First England: there until 1868 the party organization was almost purely an organization of notables. The Tories in the country found support, for instance, from the Anglican parson, and from the schoolmaster, and above all from the large landlords of the respective county. The Whigs found support mostly from such people as the nonconformist preacher (when there was one), the postmaster, the blacksmith, the tailor, the ropemaker­­that is, from such artisans who could disseminate political influence because they could chat with people most frequently. In the city the parties differed, partly according to economics, partly according to religion, and partly simply according to the party opinions handed down in the families. But always the notables were the pillars of the political organization. 
In America the Republicans were the party of the victors of the Civil War, and thus of Northern banks and big business -- recall that Wells Fargo sent Wyatt Earp as a secret agent to Tombstone, to ride herd on what the local Democratic elected officials were doing with the silver shipments in which WF was interested.
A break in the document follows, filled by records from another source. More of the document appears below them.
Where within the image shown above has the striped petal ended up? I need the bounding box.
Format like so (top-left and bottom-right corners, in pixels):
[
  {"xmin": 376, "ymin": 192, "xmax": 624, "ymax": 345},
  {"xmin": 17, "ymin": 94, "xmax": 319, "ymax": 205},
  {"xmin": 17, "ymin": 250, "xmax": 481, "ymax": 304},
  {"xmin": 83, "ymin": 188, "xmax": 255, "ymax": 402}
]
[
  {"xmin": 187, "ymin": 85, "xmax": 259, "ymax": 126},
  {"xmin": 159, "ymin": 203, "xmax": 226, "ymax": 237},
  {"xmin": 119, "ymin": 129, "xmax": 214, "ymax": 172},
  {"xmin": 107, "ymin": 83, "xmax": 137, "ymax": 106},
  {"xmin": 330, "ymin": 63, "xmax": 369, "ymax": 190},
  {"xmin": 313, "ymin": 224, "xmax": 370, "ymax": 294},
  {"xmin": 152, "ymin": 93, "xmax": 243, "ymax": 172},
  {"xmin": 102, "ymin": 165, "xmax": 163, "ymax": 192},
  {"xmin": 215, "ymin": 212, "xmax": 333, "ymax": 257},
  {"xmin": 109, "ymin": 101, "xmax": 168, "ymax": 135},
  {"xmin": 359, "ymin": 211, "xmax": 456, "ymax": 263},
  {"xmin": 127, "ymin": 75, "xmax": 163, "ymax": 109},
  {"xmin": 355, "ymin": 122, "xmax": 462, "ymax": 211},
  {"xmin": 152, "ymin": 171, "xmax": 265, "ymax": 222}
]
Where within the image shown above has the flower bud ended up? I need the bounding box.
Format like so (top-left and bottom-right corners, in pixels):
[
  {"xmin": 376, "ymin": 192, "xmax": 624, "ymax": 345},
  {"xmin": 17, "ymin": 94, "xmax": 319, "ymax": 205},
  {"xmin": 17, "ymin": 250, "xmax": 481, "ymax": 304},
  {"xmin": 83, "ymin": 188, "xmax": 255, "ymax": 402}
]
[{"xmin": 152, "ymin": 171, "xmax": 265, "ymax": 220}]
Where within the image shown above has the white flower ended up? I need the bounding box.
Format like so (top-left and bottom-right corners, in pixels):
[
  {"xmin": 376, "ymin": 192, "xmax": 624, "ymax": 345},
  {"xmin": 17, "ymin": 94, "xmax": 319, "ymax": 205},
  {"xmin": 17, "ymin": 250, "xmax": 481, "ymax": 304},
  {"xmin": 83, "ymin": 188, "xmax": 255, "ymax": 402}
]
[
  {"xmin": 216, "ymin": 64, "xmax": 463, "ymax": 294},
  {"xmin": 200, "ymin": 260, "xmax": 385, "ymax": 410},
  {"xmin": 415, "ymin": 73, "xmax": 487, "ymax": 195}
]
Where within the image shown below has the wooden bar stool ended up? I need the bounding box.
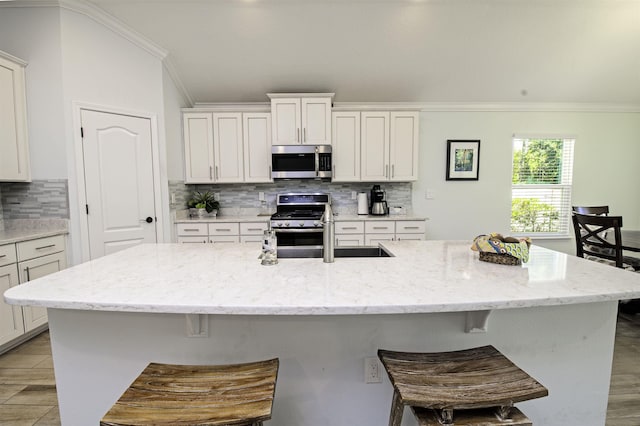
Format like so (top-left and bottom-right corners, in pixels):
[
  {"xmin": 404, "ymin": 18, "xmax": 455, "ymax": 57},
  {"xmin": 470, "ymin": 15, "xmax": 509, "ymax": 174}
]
[
  {"xmin": 100, "ymin": 358, "xmax": 279, "ymax": 426},
  {"xmin": 378, "ymin": 346, "xmax": 549, "ymax": 426}
]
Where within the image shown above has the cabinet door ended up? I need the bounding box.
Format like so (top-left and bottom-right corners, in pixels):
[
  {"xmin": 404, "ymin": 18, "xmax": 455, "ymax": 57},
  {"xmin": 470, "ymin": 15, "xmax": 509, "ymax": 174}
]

Their opponents were deputized into the Sheriff's forces when the conflict became open. The Earps obtained Federal badges so easily because they were always aligned with the party of the President of the United States and his banker allies. Or, as Lonesome Dove put it:
Woodrow Call: [riding in San Antonio] Things sure have changed since the last time I was here. It's all growed up.
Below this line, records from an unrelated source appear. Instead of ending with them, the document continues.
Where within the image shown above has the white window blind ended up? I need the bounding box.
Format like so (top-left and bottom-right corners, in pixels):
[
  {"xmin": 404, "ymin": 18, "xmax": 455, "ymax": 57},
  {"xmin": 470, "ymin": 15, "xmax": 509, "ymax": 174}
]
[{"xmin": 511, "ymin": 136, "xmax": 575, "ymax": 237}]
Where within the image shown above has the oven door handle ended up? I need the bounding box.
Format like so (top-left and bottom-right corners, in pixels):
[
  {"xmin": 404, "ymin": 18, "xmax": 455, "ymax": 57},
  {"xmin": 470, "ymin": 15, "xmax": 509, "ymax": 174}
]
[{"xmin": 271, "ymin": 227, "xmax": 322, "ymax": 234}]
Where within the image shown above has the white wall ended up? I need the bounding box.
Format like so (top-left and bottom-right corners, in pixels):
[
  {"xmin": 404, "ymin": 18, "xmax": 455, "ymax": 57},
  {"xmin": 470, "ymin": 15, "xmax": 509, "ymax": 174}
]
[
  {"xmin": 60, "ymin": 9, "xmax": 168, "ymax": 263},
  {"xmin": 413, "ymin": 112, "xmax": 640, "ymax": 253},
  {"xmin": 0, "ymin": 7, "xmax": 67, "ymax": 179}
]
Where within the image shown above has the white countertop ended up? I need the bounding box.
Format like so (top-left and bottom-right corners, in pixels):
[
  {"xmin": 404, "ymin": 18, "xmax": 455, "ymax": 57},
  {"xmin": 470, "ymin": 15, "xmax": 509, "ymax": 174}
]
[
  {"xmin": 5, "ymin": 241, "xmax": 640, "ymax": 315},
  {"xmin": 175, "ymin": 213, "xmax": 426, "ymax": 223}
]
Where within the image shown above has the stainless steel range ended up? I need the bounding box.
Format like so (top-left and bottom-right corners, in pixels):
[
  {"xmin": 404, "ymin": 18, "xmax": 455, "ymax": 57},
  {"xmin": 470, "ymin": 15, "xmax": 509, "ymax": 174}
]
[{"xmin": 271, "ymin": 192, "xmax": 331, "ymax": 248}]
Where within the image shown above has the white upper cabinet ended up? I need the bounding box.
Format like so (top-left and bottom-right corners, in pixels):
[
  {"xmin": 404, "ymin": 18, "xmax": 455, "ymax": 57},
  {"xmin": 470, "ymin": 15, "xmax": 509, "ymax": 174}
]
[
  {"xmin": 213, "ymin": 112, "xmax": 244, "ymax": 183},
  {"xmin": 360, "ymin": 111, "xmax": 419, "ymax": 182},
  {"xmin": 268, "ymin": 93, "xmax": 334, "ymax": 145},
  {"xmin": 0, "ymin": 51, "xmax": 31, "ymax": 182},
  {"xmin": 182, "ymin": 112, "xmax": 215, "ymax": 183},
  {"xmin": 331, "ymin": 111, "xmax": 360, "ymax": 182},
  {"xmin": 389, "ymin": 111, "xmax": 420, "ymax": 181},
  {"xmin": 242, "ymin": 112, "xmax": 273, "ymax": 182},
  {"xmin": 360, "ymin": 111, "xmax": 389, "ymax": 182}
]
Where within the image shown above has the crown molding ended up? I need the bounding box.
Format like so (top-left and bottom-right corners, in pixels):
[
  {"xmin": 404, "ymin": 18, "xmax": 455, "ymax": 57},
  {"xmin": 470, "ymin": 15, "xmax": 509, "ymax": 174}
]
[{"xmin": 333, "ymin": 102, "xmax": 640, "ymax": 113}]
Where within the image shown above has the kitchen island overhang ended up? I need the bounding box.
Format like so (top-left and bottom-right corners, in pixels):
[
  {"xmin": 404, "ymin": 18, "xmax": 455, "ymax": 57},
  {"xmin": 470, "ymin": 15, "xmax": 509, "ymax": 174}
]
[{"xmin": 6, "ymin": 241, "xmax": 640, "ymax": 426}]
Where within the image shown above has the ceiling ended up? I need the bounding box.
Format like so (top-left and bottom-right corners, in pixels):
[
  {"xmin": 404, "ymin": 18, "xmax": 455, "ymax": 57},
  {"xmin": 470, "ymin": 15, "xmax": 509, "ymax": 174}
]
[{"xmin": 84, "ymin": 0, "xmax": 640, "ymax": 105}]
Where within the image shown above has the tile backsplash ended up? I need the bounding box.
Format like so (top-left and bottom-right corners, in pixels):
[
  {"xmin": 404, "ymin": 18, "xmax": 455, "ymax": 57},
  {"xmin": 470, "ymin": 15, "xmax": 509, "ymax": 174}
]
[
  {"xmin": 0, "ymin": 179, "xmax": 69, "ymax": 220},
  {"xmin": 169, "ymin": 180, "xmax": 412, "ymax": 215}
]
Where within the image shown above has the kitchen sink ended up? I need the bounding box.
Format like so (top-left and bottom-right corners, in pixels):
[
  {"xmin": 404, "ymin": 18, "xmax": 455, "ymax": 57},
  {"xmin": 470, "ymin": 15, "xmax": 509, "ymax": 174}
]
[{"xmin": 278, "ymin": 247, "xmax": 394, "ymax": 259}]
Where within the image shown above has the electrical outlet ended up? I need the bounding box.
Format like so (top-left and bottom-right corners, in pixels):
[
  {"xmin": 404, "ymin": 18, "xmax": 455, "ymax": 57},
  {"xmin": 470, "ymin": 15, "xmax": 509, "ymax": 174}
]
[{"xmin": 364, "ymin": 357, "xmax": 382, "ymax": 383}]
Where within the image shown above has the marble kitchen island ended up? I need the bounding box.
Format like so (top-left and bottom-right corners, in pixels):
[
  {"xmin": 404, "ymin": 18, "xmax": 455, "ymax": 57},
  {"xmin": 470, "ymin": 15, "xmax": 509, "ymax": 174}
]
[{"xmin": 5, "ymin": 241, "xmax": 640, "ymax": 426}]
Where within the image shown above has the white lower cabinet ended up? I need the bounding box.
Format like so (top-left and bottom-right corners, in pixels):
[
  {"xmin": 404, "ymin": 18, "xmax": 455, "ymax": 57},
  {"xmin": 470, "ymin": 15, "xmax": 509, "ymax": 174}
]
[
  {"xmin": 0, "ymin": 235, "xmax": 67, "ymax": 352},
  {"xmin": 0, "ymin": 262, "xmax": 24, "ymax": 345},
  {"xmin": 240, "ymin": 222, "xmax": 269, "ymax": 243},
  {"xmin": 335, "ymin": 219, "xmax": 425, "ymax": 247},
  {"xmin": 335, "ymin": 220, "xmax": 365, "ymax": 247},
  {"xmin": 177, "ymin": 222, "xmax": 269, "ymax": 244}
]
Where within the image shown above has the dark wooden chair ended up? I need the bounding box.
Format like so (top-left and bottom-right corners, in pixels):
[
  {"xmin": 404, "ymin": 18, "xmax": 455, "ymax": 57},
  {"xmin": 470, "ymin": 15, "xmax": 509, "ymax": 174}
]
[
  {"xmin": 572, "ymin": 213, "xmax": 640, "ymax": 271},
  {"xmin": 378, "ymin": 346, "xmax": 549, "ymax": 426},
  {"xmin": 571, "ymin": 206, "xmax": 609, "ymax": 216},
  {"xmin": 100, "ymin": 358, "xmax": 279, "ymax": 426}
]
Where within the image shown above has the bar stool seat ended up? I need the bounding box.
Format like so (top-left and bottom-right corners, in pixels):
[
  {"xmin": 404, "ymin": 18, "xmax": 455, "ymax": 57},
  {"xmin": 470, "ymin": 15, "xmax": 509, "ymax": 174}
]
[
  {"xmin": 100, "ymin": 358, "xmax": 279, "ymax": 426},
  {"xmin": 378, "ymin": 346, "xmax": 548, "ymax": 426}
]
Gus McCrae: Of course it's growed up, Woodrow. We killed all the Indians and bandits so the bankers could move in.

Woodrow Call: Only a fool would want the Indians back.
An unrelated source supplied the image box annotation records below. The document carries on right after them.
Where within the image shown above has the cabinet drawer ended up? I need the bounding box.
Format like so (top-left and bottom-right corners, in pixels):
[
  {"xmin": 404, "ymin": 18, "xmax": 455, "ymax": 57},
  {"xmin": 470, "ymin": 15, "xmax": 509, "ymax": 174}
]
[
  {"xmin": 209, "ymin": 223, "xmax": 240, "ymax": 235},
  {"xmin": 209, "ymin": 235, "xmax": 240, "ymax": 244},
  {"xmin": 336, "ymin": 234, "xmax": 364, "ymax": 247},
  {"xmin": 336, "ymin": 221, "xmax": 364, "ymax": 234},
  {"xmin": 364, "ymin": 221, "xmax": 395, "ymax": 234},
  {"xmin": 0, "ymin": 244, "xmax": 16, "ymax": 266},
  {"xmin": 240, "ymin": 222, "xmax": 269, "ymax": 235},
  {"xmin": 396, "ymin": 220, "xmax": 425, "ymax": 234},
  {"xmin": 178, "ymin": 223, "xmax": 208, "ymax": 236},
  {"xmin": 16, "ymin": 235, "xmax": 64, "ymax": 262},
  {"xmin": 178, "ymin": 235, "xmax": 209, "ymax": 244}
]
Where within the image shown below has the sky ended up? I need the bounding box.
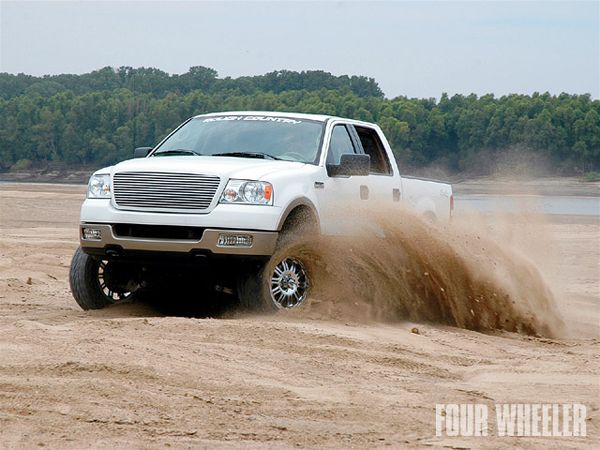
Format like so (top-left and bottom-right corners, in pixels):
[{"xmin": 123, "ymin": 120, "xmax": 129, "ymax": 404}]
[{"xmin": 0, "ymin": 0, "xmax": 600, "ymax": 98}]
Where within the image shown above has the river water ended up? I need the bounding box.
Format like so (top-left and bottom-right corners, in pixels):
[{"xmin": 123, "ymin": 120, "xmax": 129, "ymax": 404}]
[{"xmin": 455, "ymin": 194, "xmax": 600, "ymax": 216}]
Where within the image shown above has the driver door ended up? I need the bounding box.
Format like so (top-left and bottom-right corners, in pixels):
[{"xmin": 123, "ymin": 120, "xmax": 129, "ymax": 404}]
[{"xmin": 315, "ymin": 123, "xmax": 367, "ymax": 235}]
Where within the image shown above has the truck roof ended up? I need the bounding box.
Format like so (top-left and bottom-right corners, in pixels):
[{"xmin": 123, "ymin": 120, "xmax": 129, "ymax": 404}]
[{"xmin": 194, "ymin": 111, "xmax": 349, "ymax": 122}]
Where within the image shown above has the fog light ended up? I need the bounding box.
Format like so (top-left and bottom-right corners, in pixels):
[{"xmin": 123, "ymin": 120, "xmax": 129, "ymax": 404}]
[
  {"xmin": 82, "ymin": 228, "xmax": 102, "ymax": 241},
  {"xmin": 217, "ymin": 234, "xmax": 252, "ymax": 247}
]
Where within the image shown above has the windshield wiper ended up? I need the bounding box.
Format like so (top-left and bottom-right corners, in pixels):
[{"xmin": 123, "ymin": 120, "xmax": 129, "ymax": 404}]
[
  {"xmin": 152, "ymin": 148, "xmax": 204, "ymax": 156},
  {"xmin": 210, "ymin": 152, "xmax": 283, "ymax": 161}
]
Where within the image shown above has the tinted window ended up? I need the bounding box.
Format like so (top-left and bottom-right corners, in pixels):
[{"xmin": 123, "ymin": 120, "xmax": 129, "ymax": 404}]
[
  {"xmin": 354, "ymin": 126, "xmax": 392, "ymax": 175},
  {"xmin": 154, "ymin": 116, "xmax": 324, "ymax": 163},
  {"xmin": 327, "ymin": 125, "xmax": 356, "ymax": 165}
]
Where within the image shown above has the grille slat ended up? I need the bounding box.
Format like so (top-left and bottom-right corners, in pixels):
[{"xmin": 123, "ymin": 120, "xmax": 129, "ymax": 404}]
[{"xmin": 113, "ymin": 172, "xmax": 221, "ymax": 212}]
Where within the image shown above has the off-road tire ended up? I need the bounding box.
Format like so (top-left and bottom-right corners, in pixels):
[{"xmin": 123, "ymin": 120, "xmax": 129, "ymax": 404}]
[
  {"xmin": 69, "ymin": 248, "xmax": 131, "ymax": 310},
  {"xmin": 238, "ymin": 243, "xmax": 311, "ymax": 313}
]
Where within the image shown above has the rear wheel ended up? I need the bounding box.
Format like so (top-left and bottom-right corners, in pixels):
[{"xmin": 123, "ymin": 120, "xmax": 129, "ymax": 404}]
[
  {"xmin": 69, "ymin": 248, "xmax": 139, "ymax": 310},
  {"xmin": 238, "ymin": 246, "xmax": 311, "ymax": 312}
]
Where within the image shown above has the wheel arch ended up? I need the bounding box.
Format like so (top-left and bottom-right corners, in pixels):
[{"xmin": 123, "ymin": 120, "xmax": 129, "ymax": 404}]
[{"xmin": 277, "ymin": 197, "xmax": 321, "ymax": 237}]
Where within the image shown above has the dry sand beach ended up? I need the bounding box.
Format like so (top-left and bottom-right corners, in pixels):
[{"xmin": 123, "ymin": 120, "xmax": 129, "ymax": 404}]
[{"xmin": 0, "ymin": 184, "xmax": 600, "ymax": 449}]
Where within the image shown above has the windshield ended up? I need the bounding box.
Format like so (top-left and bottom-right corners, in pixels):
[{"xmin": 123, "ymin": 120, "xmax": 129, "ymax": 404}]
[{"xmin": 152, "ymin": 115, "xmax": 323, "ymax": 164}]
Gus McCrae: Has it ever occurred to you, Woodrow, that all the work we done was for the bankers?
There is a way in which the parties in America switched sides on some issues, especially as regards civil rights for ethnic and sexual minorities. But there is also a way in which they remained constant, with the Republicans remaining in the role of defenders of what Weber like Marx calls the bourgeois. In such parties, Weber notes, the old rich predominate and the people striving to become rich join. The established families try to hold down the nouveau riche, the arriviste, the Donald Trump to put it in our own context. Weber says that the established pattern here is for the new man to have to prove himself, but once he does he has unwavering support from the voters attached to this party.
The ascent of leaders is far more difficult where the notables, along with the officials,  control the party, as is usually the case in the bourgeois parties. For ideally the notables make 'their way of life' out of the petty chairmanships or committee memberships they hold. Resentment against the demagogue as a homo novus, the conviction of the superiority of political party 'experience' (which, as a matter of fact, actually is of considerable importance), and the ideological concern for the crumbling of the old party traditions­ - ­these factors determine the conduct of the notables. They can count on all the traditionalist elements within the party. Above all, the rural but also the petty bourgeois voter looks for the name of the notable familiar to him. He distrusts the man who is unknown to him. However, once this man has become successful, he clings to him the more unwaveringly.  
That nicely mirrors the current situation of the Republicans, with Trump having no more hostile enemy than the Lynn Cheneys, Mitt Romneys, and Bill Kristols of the world. They regard him with utter disdain, and as Weber says, there's a point to be made there: political party experience is in fact of considerable importance, and also as traditionalists they worry about the loss of norms that have been of long service. The loss of norms is really dangerous -- witness the sudden enthusiasm on the other side for packing the Supreme Court, adding new states, 'reforming' election laws to eliminate protections against voter fraud, and the like. 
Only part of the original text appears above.